源氏物語は訓読みメインの語彙を用い、音楽性を排除した散文で整えられています。ハイコンテクストなので抽象性が高く、授業や問題で解く際に難解であったことを憶えていらっしゃる方もいると思います。書き出しは「いづれの御時にか、女御、更衣あまた候ひ給ひける中に、いとやむごとなき際にはあらぬが、すぐれて時めき給ふありけり。」です。

で、私の好きな方の平家物語ですが、こちらは和漢混交体です。書き出しは有名な「祇園精舎の鐘の声 諸行無常の響きあり」です。上の源氏物語よりも、漢字(音読み)が多いことが分かると思います。

平家物語は、元は琵琶法師が弾き語りをすることを前提にしていたため、自然とリズミカルな文体になるよう研磨されて来ました。その中で役割を果たしたのが和漢混交体です。源氏物語の頃までは日本人が書く文はこういったひらがな・訓読みメインで固定だったのですが、武士の時代になりカッコいい感じが重宝されるようになると、漢文書き下しさながらの文を日本語で創作するようになりました。

では和漢混交文のどの辺がリズミカルなのでしょうか。
他言語で言うと、英語のラップはアクセントがあるから可能となっています。シェークスピアの弱強五歩格もアクセントがあるから可能な韻文でした。ここは自分の古文の先生から聴いた伝聞ですが、日本語にはアクセントがないのでどう強弱がつくかと言うと、漢音と和音を用いているということです。元来漢詩も、中国語の平仄を用いて強弱を付けていたのに、日本語にした際に無理矢理書き下し文にしたわけです。しかし書き下し文の漢音・和音が良い感じの緩急をつけて、強弱があるかのような形式が整いました。そこが発展して『平家物語』となり、『太平記』や『日本外史』となって、今の日本語に活きています。

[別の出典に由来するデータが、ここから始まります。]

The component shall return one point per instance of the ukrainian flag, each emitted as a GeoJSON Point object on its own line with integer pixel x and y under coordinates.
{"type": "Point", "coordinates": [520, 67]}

学校では 短歌・俳句 の音節が解り易い形式が、和のリズムとして教えられていますが、平家物語のような美しい文のことも忘れないで頂けると幸いです。

以上

「古典が好き」と言うと全く共感が得られないため、今までも多く質問を受けました。最も多い例をここにまとめることが出来たので、今後活用していこうと思います。

逆に、「平家物語」の内容に興味を持って頂くためにオススメなのは 大河ドラマ『平清盛』かと思います。凄く面白く完成度も高いのですが、今大河ドラマは戦国時代か幕末でないと視聴率が取れず、駄作と評価されてしまうのは残念な限りです。私の中では最も評価が高い大河ドラマです。